那一刻,她真的相信如果她敢反抗,赵枭会打折她的腿。
对于赵枭这种人来说,景熠这样的小人物就像一只蚂蚁,碾死也就碾死了,顶多花几个钱打发。
景熠毫不怀疑:如果赵枭给了足够的钱,她爸妈乐不得她被碾死……
她不想死。
所以,她忍下屈辱。
赵枭却没打算就此罢休。
一个没根没底的小丫头,正好让他心里憋了许久的那股子邪火,有了发泄的渠道。
“你那脏脚,别踩我的地板!恶不恶心!”赵枭嫌弃着。
景熠被电到了一般,缩起脚趾。
她知道她脚上穿上的袜子并不体面,每只袜子上都有一块补丁,因为她爸妈舍不得给她买新袜子,哪怕景天豪每季都有好几套新衣服穿。
景熠偷偷攒下了一点钱,但是她舍不得把它们花在买新袜子上。她很小心地在袜子的破口上补上了两块补丁,努力地让针脚细密得看不出,乍一瞅就像袜子上本来就有的一片花纹。

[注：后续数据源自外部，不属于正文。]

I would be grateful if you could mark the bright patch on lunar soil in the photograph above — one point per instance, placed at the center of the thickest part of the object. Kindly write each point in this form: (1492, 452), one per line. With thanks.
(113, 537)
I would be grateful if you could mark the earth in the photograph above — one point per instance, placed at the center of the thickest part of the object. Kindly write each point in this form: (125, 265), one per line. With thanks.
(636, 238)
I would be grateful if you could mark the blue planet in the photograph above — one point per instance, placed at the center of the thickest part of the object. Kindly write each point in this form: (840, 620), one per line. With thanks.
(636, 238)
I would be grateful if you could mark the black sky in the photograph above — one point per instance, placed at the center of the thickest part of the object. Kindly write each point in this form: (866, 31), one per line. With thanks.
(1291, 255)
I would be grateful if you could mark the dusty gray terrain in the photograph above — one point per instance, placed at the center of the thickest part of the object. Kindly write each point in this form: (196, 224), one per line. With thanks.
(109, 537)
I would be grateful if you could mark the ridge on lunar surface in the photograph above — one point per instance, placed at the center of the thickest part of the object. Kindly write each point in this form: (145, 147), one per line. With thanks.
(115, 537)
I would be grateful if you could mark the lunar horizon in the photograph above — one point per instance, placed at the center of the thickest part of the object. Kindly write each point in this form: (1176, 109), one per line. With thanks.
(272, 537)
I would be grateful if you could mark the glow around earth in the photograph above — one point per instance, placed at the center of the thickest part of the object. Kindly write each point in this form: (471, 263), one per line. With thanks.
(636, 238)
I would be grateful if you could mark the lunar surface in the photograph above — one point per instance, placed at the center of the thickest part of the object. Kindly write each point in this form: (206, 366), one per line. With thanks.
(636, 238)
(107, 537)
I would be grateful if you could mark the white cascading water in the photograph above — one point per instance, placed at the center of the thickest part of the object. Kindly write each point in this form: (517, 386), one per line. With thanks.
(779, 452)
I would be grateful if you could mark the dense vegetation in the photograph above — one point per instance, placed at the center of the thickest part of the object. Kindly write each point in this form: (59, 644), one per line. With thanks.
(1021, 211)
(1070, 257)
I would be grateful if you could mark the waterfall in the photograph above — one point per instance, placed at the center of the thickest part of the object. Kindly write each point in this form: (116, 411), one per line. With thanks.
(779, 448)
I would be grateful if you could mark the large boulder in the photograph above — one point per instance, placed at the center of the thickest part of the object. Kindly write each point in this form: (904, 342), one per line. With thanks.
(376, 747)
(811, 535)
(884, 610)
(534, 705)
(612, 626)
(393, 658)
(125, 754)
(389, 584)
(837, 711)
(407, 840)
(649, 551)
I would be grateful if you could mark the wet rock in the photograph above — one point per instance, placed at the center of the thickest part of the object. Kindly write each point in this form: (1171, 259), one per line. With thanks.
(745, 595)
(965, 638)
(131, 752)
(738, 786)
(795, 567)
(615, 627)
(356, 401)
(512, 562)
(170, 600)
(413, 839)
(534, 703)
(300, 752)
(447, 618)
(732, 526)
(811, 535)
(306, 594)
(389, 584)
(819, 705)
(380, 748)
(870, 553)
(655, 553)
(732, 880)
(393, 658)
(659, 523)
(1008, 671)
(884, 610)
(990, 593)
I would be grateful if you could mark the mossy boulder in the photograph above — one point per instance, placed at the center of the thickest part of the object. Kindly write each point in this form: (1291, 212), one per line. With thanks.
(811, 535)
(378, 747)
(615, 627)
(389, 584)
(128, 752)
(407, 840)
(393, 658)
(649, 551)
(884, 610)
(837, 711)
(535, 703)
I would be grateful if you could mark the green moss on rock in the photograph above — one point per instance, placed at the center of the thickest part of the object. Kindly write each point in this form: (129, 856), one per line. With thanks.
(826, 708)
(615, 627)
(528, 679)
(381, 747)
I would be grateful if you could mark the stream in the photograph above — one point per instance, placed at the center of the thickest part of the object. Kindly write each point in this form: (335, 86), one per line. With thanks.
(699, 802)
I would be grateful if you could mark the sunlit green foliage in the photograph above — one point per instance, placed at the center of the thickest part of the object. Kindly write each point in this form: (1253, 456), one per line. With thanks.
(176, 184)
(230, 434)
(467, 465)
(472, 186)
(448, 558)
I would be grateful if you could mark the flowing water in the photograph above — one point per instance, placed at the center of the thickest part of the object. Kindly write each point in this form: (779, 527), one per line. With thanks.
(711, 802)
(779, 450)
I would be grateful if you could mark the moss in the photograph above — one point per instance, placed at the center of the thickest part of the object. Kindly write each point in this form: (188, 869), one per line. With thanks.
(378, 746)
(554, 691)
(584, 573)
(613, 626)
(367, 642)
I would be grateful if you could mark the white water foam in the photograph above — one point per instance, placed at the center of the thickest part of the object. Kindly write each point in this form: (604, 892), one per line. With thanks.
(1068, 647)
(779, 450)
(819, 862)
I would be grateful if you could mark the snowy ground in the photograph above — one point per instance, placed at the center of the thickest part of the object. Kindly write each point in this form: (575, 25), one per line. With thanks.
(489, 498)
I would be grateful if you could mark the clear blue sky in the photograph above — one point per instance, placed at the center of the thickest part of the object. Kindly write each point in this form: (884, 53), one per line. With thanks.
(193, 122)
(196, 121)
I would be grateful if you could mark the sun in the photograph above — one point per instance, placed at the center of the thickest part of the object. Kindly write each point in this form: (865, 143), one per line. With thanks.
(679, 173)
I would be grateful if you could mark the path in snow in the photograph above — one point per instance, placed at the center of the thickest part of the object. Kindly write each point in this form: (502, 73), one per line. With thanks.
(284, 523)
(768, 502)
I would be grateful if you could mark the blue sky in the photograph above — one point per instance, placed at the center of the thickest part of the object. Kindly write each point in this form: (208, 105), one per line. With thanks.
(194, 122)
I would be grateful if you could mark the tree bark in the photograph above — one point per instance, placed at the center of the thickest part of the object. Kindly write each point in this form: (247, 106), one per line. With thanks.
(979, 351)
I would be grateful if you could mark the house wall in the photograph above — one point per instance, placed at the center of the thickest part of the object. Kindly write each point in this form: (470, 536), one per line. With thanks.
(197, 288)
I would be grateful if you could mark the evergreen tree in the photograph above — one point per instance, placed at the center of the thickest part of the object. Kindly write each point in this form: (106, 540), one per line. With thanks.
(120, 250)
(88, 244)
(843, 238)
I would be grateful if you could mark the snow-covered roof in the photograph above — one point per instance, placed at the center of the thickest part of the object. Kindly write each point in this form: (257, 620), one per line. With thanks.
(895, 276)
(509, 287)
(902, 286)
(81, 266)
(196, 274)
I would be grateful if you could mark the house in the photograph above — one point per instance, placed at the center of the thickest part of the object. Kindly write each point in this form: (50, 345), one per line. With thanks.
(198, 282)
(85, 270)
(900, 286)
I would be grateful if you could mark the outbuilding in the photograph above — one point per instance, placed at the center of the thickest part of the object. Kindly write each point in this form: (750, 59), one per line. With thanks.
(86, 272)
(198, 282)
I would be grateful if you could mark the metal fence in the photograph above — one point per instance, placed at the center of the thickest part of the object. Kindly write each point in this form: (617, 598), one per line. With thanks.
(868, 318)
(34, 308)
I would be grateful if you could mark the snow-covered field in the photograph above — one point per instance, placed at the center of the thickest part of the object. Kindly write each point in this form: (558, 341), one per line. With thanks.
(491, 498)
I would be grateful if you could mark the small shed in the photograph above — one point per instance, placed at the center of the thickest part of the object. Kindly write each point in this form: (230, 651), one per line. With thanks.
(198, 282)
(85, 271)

她每次都把袜子洗得很干净,换得也很勤。虽然几乎每双袜子都带着补丁,她已经尽全力地保持干净了,她根本就不是赵枭说的“恶心”。
然而,补丁就是补丁……就像,穷就是穷。
景熠忍了那么久的泪水,夺眶而出。
“还有脸哭!”赵枭更心烦。
“我让你来是当祖宗供着你的?楼下一团糟,你在这儿躲清闲?要脸吗!”赵枭阴着脸,“滚下去!”
景熠抹了一把眼泪,忍着痛,一瘸一拐地往门口走。
她的余光看到那个和赵枭一起来的女人亲昵地挽了赵枭的胳膊,温声款语的:“赵总您消消气,好不好?”
景熠隐约看到那个女人的手掌抚过赵枭的胸口,她再没见识,也知道这些亲密的动作只有夫妻才会做出来的。
景熠的脑子还没被摔傻,立刻联想到了这个女人的身份。
猛然感觉到赵枭冷森森的目光投过来,景熠再也不敢多瞄了。
原来,她之前待过的那个房间在别墅的二楼,应该是一间次卧之类的。
现在,景熠一顿一顿地踩着楼梯去一楼。她没有穿鞋,每踩一下,都像是踩在尖锐的石头上,右脚踝的痛感传来,景熠疼得脸上浮了一层冷汗。